Oui, parce qu’Israël ne sépare pas la religion et l’État, certaines pratiques religieuses orthodoxes sont exigées par la loi. Les bus et les trains ne circulent pas le jour du Shabbat. Les synagogues et les établissements religieux sont financés par l’État.
Le Grand Rabbinat, financé par le gouvernement, gère les contrats de mariage, le divorce, la certification de cacheroute et d’autres aspects de la vie religieuse. Dans la pratique, cela signifie que les mariages interconfessionnels, non-orthodoxes et homosexuels célébrés en Israël ne sont pas reconnus par le gouvernement et que les organismes indépendants de certification de cacheroute se heurtent à des obstacles dans leur travail.
Le maintien de ce système – le statu quo religieux d’Israël – est la priorité absolue des partis politiques religieux d’Israël et de leurs électeurs. Cela est dû en partie au fait que le système bénéficie directement aux Israéliens orthodoxes, en finançant leurs écoles et en accordant la primauté à leurs pratiques dans la sphère publique.
C’est également la raison pour laquelle les politiciens ultra-orthodoxes considèrent les Juifs réformés comme une menace extrême. Jusqu’à ces dernières années, les Israéliens laïcs ne se sont pas souciés du contrôle orthodoxe de certains aspects du gouvernement. Les rabbins non-orthodoxes, en revanche, poussent activement une forme alternative de judaïsme que les rabbins ultra-orthodoxes considèrent comme hérétique.
Comment les Juifs réformés et leurs alliés ont-ils réagi aux attaques des Haredim ? Et que pourrait-il se passer ensuite ?
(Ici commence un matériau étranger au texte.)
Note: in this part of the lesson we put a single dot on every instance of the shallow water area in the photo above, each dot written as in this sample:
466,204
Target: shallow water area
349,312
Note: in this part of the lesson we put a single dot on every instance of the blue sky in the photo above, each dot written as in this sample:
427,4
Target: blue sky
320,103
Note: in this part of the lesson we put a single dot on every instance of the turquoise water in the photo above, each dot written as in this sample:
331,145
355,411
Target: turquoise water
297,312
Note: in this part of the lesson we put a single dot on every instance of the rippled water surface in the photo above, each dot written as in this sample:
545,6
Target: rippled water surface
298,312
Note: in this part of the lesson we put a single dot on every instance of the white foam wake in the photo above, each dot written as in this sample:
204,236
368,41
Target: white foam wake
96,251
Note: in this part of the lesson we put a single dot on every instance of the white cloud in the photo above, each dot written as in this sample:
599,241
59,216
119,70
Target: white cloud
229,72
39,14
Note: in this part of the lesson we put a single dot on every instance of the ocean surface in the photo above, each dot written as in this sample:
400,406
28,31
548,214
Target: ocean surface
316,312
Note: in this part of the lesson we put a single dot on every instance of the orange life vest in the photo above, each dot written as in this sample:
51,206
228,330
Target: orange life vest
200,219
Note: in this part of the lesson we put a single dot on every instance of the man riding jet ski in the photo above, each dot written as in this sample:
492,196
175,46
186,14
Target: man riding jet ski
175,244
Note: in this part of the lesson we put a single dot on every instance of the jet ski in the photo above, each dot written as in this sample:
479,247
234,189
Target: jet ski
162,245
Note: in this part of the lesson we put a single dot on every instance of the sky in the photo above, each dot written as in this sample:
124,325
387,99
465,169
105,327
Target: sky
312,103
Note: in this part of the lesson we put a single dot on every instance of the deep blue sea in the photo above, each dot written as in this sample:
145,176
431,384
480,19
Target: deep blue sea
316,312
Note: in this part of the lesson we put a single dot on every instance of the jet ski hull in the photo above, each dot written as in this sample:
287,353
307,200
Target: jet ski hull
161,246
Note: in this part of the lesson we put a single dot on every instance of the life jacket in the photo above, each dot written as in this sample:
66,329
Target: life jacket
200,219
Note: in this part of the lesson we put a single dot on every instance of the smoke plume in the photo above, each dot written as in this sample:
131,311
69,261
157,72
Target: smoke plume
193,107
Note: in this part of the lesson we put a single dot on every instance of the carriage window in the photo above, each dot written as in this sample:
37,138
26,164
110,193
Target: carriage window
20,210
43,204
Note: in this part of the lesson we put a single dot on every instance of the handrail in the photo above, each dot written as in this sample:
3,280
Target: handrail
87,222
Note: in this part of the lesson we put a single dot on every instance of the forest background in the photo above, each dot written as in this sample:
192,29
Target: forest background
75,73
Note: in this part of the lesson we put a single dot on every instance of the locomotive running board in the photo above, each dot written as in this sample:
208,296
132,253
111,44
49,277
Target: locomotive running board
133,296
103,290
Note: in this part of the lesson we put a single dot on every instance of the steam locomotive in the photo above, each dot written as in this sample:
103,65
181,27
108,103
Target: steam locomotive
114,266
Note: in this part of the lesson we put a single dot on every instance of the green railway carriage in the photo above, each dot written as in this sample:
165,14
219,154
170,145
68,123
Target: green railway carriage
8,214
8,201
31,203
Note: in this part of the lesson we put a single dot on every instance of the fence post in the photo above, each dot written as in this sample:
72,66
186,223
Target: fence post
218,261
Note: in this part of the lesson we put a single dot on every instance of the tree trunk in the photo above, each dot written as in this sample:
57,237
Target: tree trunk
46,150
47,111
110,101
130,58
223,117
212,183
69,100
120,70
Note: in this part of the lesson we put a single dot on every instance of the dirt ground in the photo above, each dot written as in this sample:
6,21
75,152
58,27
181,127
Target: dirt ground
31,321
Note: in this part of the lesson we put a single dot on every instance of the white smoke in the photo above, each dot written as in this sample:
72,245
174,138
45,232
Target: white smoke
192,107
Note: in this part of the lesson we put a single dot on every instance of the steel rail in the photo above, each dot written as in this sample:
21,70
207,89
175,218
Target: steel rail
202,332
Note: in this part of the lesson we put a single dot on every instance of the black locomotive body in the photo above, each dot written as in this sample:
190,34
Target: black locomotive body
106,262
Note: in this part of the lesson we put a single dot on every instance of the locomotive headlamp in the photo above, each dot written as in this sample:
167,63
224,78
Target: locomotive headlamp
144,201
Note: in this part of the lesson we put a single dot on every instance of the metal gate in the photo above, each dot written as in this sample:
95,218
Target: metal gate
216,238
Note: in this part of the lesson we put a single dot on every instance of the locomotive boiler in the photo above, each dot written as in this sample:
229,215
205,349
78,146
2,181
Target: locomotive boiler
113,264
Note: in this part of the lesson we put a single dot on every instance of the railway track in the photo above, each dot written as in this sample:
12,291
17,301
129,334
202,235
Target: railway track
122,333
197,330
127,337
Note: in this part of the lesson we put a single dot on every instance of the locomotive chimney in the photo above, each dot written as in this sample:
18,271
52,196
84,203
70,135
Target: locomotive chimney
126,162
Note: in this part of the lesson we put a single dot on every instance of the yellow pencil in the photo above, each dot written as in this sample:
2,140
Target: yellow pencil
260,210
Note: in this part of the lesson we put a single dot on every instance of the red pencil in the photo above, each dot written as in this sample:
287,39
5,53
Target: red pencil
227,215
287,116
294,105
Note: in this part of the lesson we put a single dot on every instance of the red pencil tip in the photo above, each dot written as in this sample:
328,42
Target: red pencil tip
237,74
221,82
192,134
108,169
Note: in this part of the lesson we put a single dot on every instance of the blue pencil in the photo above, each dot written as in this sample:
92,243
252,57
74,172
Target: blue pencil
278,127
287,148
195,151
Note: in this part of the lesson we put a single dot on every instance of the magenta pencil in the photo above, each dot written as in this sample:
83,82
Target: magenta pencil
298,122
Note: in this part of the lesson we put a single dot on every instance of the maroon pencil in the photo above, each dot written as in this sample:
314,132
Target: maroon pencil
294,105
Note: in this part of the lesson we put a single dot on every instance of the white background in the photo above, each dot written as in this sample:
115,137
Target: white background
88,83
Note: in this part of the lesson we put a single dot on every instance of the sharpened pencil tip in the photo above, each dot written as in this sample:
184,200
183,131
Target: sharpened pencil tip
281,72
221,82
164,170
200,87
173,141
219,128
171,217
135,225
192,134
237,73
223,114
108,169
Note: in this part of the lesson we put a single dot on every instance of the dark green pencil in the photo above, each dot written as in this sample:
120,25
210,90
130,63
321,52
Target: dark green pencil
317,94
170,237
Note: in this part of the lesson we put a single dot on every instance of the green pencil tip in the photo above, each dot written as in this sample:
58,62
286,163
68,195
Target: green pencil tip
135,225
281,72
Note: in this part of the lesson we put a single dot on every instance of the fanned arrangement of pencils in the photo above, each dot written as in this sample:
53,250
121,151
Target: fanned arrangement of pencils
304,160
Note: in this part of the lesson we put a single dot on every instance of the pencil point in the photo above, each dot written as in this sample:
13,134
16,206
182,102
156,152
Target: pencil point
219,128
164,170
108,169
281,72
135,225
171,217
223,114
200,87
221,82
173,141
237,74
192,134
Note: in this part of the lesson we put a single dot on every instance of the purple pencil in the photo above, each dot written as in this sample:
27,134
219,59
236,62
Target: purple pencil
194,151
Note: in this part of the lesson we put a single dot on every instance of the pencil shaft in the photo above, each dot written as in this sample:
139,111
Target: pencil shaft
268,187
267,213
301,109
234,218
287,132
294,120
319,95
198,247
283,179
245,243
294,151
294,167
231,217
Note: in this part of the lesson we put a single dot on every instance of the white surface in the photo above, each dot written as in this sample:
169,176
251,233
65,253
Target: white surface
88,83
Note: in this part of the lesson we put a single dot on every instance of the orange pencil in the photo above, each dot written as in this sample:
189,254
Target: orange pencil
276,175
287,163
Le mépris haredi, bien sûr, est extrêmement insultant pour les Juifs non-orthodoxes et leurs rabbins, qui estiment que leur forme de croyance et de pratique juive n’est pas moins légitime que les autres. Yair Lapid, qui dirige le parti centriste Yesh Atid, a qualifié d’antisémite et de « dégoûtante » une récente campagne publicitaire politique de partis haredim qui compare les Juifs réformés à des chiens.
Des sondages successifs ont montré que la plupart des Israéliens étaient favorables à une libéralisation de la loi religieuse israélienne, notamment en autorisant le mariage civil et en organisant des transports publics le jour du Shabbat. Les Haredim ne représentent qu’un pan de la société israélienne.
Mais comme les partis religieux ont presque toujours fait partie des coalitions de gouvernement israéliennes, ils ont réussi à contrecarrer la plupart des tentatives de réforme du statu quo religieux, même si leurs électeurs ne représentent qu’une fraction de l’électorat. En 2014 et 2015, par exemple, la coalition gouvernementale israélienne a adopté une série de lois de laïcisation. Mais la coalition suivante comprenait les partis religieux, qui ont rapidement annulé toutes les décisions du gouvernement précédent en matière de religion.
Les Israéliens des partis religieux sont conscients qu’ils sont en minorité et qu’un nombre croissant de Juifs laïcs en ont assez du monopole des orthodoxes sur les questions religieuses. Les défenseurs de la liberté religieuse le savent aussi.
Cette réalité augmente les enjeux de chaque bataille sur la religion et l’État – même les décisions de justice comme celle de lundi qui ne concernent qu’une poignée de convertis résidant déjà dans le pays.
Les militants de la laïcité espèrent que ces décisions feront boule de neige et se traduiront par de plus grandes victoires contre l’establishment haredi. Et les Israéliens haredim craignent que, s’ils cèdent sur les petites batailles, ils pourraient perdre la guerre.